|USS Ceres (1856)|
USS Ceres firing on Fort Anderson
|Launched:||1856 at Keyport, New Jersey|
|Acquired:||11 September 1861|
|Commissioned:||September 1861 at the Washington Navy Yard|
|Decommissioned:||14 July 1865 at New York City|
|Fate:||Sold, 25 October 1865|
|Displacement:||150 long tons (150 t)|
|Length:||108 ft 4 in (33.02 m)|
|Beam:||22 ft 4 in (6.81 m)|
|Draft:||6 ft 3 in (1.91 m)|
|Propulsion:||Steam engine, sidewheel-propelled|
|Speed:||9 kn (10 mph; 17 km/h)|
|Armament:||1 × 30-pounder rifle, 1 × 32-pounder smoothbore gun|
USS Ceres (1856) was a small 150 long tons (150 t) steamboat acquired by the Union Navy during the beginning of the American Civil War. She was outfitted as a gunboat and used in the Union blockade of the waterways of the Confederate States of America.
Construction[edit | edit source]
Ceres, an armed side-wheel merchant steamer, was built at Keyport, New Jersey in 1856. Ceres was purchased by the United States Navy on 11 September 1861, fitted out at the Washington Navy Yard, and commissioned the same month, Acting Master J. L. Elliott in command.

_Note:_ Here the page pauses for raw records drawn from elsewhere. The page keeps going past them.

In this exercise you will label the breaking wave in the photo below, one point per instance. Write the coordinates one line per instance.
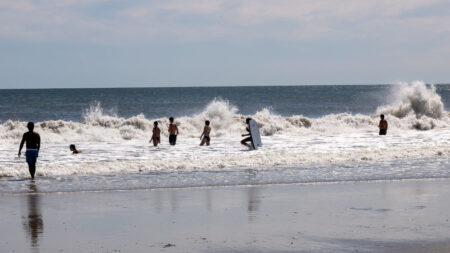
(414, 106)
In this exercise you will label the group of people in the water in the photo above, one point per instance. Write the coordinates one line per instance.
(33, 139)
(173, 133)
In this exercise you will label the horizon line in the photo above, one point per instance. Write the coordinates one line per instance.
(206, 86)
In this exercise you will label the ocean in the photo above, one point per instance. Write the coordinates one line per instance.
(310, 134)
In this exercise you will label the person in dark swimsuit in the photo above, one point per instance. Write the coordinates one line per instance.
(74, 149)
(33, 144)
(205, 139)
(173, 132)
(383, 125)
(247, 140)
(156, 137)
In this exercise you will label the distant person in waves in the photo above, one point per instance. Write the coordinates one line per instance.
(33, 141)
(173, 132)
(205, 139)
(247, 140)
(383, 125)
(74, 149)
(156, 137)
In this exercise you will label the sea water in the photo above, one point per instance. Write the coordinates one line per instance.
(309, 134)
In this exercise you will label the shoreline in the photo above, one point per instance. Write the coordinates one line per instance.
(366, 216)
(200, 187)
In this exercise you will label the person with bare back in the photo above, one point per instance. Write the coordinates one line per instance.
(205, 139)
(383, 125)
(33, 144)
(173, 132)
(156, 137)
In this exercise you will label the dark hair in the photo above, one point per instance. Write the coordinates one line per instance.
(30, 126)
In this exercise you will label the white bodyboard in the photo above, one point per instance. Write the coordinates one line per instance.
(254, 133)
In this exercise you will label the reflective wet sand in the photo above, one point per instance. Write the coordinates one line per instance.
(386, 216)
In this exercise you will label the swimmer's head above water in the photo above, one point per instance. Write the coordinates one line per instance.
(30, 126)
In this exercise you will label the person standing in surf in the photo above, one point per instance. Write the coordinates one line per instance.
(33, 144)
(383, 125)
(156, 137)
(205, 139)
(173, 132)
(247, 140)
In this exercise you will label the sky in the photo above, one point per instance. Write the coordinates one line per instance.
(122, 43)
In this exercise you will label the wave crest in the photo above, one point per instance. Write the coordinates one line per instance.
(415, 106)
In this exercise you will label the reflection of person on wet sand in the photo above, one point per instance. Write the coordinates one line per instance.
(33, 144)
(249, 138)
(33, 224)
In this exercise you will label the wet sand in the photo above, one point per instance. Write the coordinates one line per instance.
(386, 216)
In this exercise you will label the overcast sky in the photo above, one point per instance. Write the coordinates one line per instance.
(121, 43)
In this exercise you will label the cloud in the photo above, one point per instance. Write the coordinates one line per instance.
(200, 20)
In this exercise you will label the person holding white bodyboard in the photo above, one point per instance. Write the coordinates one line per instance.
(254, 139)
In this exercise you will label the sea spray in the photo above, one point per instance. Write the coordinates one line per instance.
(414, 106)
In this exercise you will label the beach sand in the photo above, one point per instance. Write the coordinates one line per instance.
(382, 216)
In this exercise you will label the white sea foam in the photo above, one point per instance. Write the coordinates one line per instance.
(113, 144)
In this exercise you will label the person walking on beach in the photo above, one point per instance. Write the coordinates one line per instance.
(173, 132)
(249, 138)
(156, 137)
(33, 144)
(74, 149)
(383, 125)
(205, 135)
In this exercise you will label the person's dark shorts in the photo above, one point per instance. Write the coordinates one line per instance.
(172, 139)
(31, 155)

Civil War service[edit | edit source]
North Atlantic blockade operations[edit | edit source]
Originally assigned to the Potomac Flotilla, Ceres was ordered on 18 September 1861 to report to the North Atlantic Blockading Squadron, and for the remainder of the war, aside from repair periods at Baltimore, Maryland operated in the rivers and sounds of Virginia and North Carolina. Here she maintained the close watch for Confederate States merchantmen through which the blockading forces provided so important a part of the U.S. Navy's contribution in the American Civil War. She was successful in capturing four blockade runners during her service, as well as aiding in the seizure of others.

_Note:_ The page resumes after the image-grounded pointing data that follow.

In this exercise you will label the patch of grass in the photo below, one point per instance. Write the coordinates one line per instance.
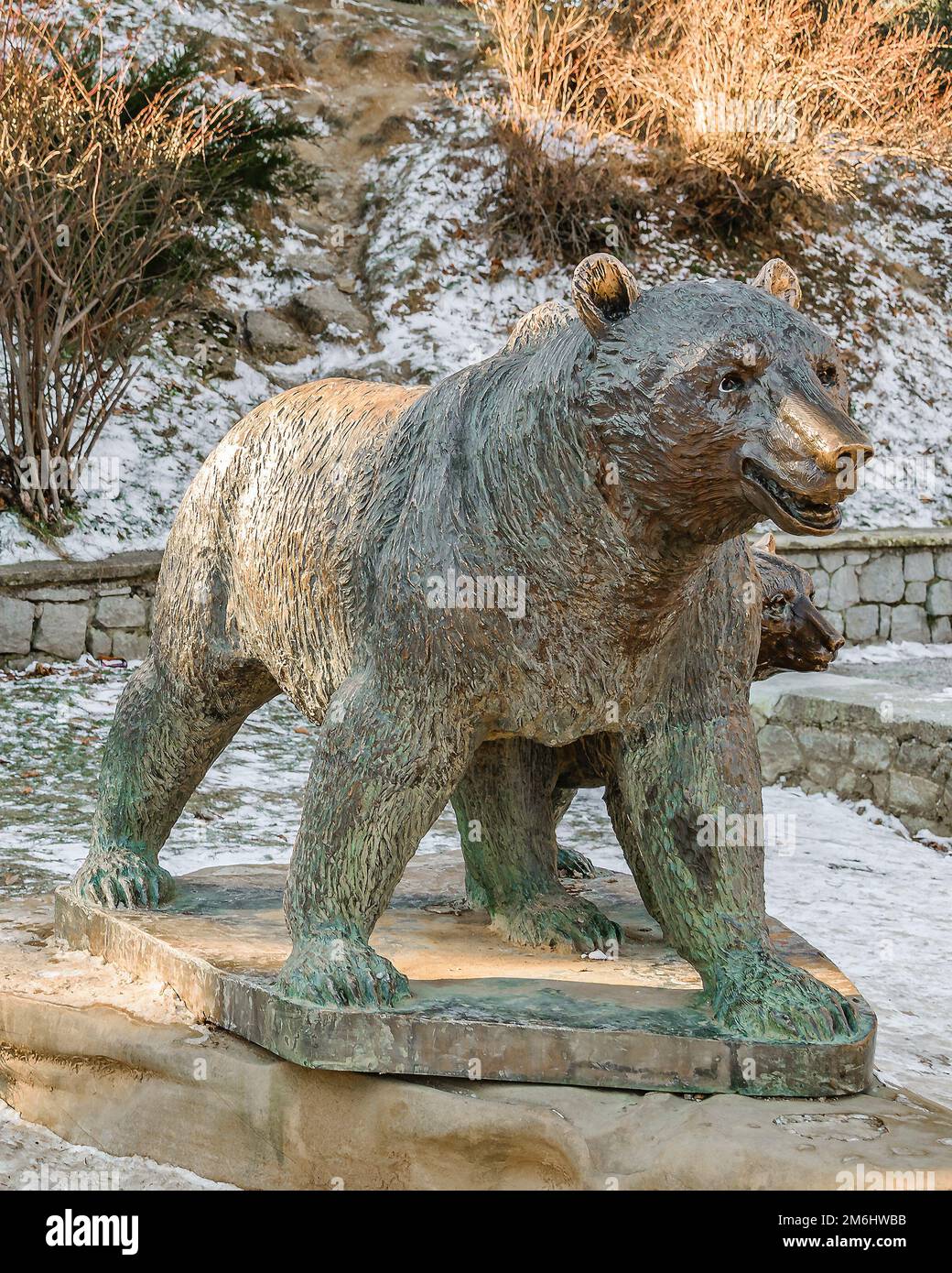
(728, 108)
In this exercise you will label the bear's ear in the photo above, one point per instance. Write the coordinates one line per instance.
(603, 290)
(780, 281)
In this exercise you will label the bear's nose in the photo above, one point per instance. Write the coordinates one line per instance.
(845, 459)
(837, 442)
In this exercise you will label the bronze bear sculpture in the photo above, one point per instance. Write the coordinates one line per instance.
(793, 636)
(541, 548)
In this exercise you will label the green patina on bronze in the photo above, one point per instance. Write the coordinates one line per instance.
(606, 463)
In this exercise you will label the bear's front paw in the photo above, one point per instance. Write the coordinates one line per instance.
(117, 878)
(762, 997)
(336, 972)
(576, 865)
(560, 922)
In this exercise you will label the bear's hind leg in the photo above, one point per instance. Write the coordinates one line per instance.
(166, 734)
(380, 779)
(708, 895)
(505, 812)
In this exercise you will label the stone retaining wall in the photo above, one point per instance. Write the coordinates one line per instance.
(863, 740)
(60, 610)
(876, 586)
(873, 586)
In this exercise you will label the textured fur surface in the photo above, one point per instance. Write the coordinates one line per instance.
(361, 548)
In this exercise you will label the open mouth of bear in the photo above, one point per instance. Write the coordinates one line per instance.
(801, 509)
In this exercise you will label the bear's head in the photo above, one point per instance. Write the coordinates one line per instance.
(714, 404)
(793, 634)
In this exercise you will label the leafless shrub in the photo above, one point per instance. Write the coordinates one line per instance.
(100, 186)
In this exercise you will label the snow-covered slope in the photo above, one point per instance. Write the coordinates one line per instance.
(877, 274)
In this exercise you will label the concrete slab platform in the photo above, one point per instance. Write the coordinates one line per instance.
(480, 1007)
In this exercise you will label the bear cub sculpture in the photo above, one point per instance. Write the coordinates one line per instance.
(606, 467)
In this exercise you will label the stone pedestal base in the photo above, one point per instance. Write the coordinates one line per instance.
(481, 1008)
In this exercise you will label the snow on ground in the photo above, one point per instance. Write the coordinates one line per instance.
(36, 1159)
(867, 895)
(882, 283)
(893, 652)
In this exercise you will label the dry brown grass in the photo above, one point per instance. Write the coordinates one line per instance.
(728, 102)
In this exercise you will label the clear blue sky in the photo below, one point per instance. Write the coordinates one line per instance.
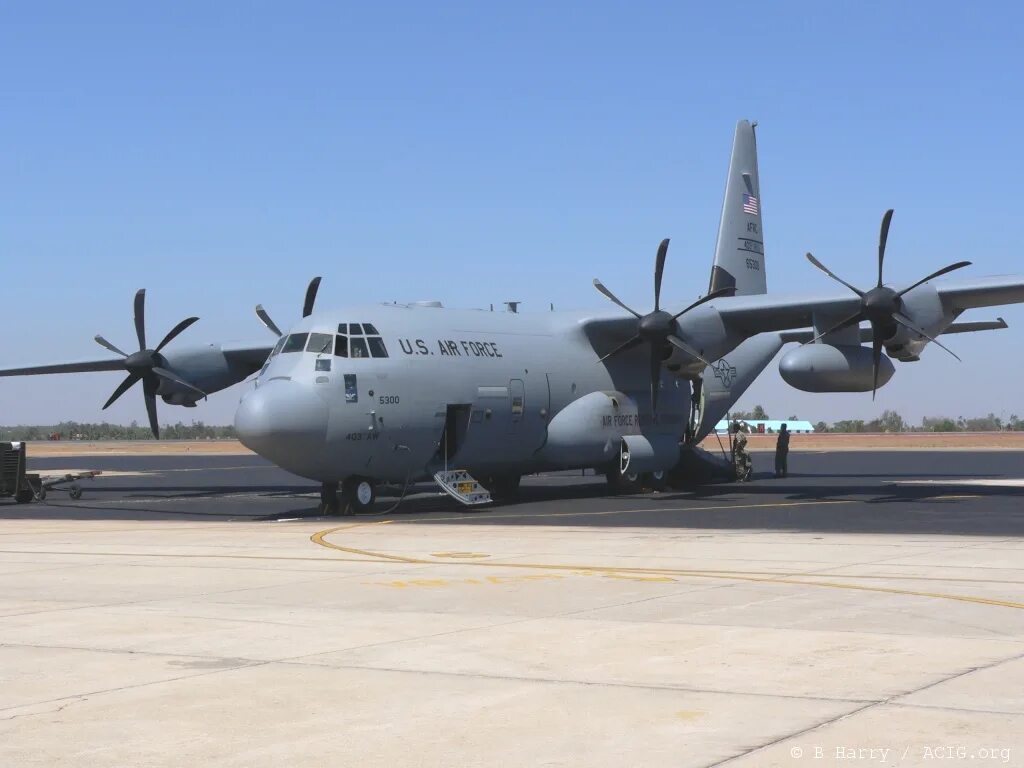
(220, 155)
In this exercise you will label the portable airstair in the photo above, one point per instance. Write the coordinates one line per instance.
(462, 486)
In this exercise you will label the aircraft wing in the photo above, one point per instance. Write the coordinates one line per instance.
(753, 314)
(111, 364)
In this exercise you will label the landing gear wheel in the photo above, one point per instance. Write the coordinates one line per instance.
(656, 481)
(358, 495)
(329, 499)
(622, 483)
(504, 487)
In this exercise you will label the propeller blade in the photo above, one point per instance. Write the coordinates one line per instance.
(163, 373)
(600, 287)
(680, 344)
(663, 251)
(265, 320)
(150, 390)
(140, 317)
(876, 360)
(883, 237)
(623, 348)
(123, 387)
(728, 291)
(175, 331)
(940, 272)
(655, 375)
(104, 343)
(907, 324)
(307, 305)
(830, 273)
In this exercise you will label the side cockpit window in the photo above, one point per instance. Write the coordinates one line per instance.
(321, 343)
(295, 343)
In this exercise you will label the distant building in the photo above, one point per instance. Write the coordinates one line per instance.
(768, 426)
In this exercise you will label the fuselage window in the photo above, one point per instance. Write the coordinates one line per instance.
(321, 343)
(377, 346)
(295, 343)
(357, 347)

Capture of Roanoke Island[edit | edit source]
Another crucial assignment carried out by Ceres' squadron was support for Union Army forces holding or attempting to take coastal positions, as well as providing boats and cover for amphibious operations, raids, and reconnaissance. She took part in the capture of Roanoke Island on 7–8 February 1862, during which she was hit while firing on Confederate shore positions. When nearby Confederate naval ships retired up Albemarle Sound as Roanoke Island fell, Ceres joined in following them, and next took part in the naval engagement off Elizabeth City, North Carolina. During this action, in which one of her men was wounded, she captured CSS Ellis.

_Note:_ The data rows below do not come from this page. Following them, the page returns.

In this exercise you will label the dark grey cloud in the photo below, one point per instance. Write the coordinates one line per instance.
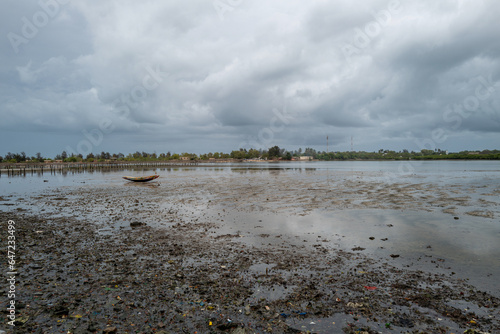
(166, 75)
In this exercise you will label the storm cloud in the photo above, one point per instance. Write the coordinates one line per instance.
(205, 76)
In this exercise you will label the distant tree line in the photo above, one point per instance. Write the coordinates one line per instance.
(273, 153)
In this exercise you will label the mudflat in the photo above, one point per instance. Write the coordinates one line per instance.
(251, 252)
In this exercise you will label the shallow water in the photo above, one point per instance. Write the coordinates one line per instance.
(408, 208)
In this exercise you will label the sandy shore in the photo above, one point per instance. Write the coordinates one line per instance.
(166, 259)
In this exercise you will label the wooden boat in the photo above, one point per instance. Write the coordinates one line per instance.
(141, 178)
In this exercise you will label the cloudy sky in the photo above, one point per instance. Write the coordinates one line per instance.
(204, 76)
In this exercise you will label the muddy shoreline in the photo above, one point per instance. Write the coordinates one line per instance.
(122, 258)
(181, 279)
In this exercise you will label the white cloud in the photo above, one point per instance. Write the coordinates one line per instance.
(222, 78)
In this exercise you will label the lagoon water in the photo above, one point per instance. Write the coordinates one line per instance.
(443, 215)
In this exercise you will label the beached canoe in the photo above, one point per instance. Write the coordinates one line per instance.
(141, 178)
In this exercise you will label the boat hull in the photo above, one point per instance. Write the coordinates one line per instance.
(141, 178)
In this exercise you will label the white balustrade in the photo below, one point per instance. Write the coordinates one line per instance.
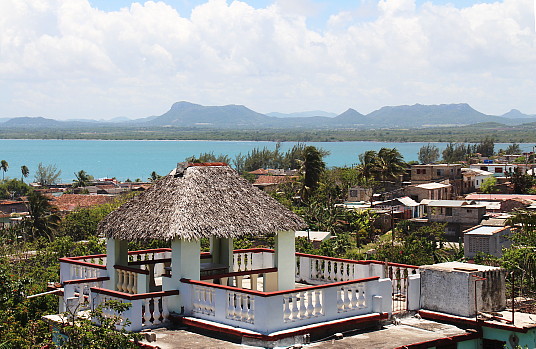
(240, 307)
(127, 281)
(203, 300)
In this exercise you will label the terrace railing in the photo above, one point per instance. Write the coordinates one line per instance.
(291, 308)
(147, 310)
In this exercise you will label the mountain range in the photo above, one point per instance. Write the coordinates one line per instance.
(185, 114)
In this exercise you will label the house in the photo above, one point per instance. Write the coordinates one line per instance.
(315, 237)
(265, 297)
(444, 173)
(487, 239)
(501, 170)
(359, 194)
(72, 202)
(473, 179)
(271, 183)
(429, 191)
(403, 207)
(223, 289)
(12, 206)
(435, 173)
(458, 215)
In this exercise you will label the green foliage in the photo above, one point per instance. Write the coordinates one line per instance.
(47, 175)
(82, 333)
(428, 154)
(385, 165)
(42, 221)
(3, 166)
(13, 188)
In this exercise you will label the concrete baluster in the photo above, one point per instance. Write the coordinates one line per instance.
(156, 312)
(295, 310)
(253, 279)
(286, 308)
(310, 307)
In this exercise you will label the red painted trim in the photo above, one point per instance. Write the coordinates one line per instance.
(277, 293)
(102, 255)
(133, 297)
(133, 270)
(152, 250)
(263, 337)
(254, 250)
(239, 273)
(331, 258)
(468, 321)
(443, 341)
(151, 261)
(84, 281)
(86, 264)
(392, 264)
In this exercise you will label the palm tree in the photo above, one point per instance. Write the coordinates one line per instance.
(43, 220)
(82, 179)
(25, 172)
(4, 166)
(312, 167)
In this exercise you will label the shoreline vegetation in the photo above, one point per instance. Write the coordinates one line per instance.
(468, 134)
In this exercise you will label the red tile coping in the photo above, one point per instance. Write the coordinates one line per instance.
(277, 293)
(151, 261)
(133, 270)
(88, 280)
(372, 318)
(468, 321)
(133, 297)
(79, 262)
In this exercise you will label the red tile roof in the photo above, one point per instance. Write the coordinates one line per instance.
(70, 202)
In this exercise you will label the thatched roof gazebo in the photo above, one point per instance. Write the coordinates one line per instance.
(201, 201)
(196, 201)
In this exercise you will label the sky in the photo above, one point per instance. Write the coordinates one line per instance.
(75, 59)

Continuing her operations in North Carolinian waters, Ceres took the steamer Wilson on 9 July 1862 while covering the landing of an Army raiding party near Hamilton, North Carolina. Through most of 1863, she protected the forces holding such posts as Fort Anderson at New Bern, North Carolina and the positions near Washington, North Carolina, coming under fire from Confederate batteries on several occasions.
Under fire with casualties[edit | edit source]
In the lengthy series of attacks around Plymouth, North Carolina, Ceres lost two men killed and six wounded when she was taken under heavy fire from Fort Grey, upriver from Plymouth, on 17 April 1864. Two days later, it was Ceres who gave warning of the approach of the formidable Confederate ram CSS Albemarle, and took part in the first engagement with the ram which followed. On 5 May, her group again was engaged with Albemarle and two other steamers.
Post-war decommissioning and sale[edit | edit source]
After a final patrol period off North Carolina, Ceres was decommissioned at New York City on 14 July 1865, and sold on 25 October 1865.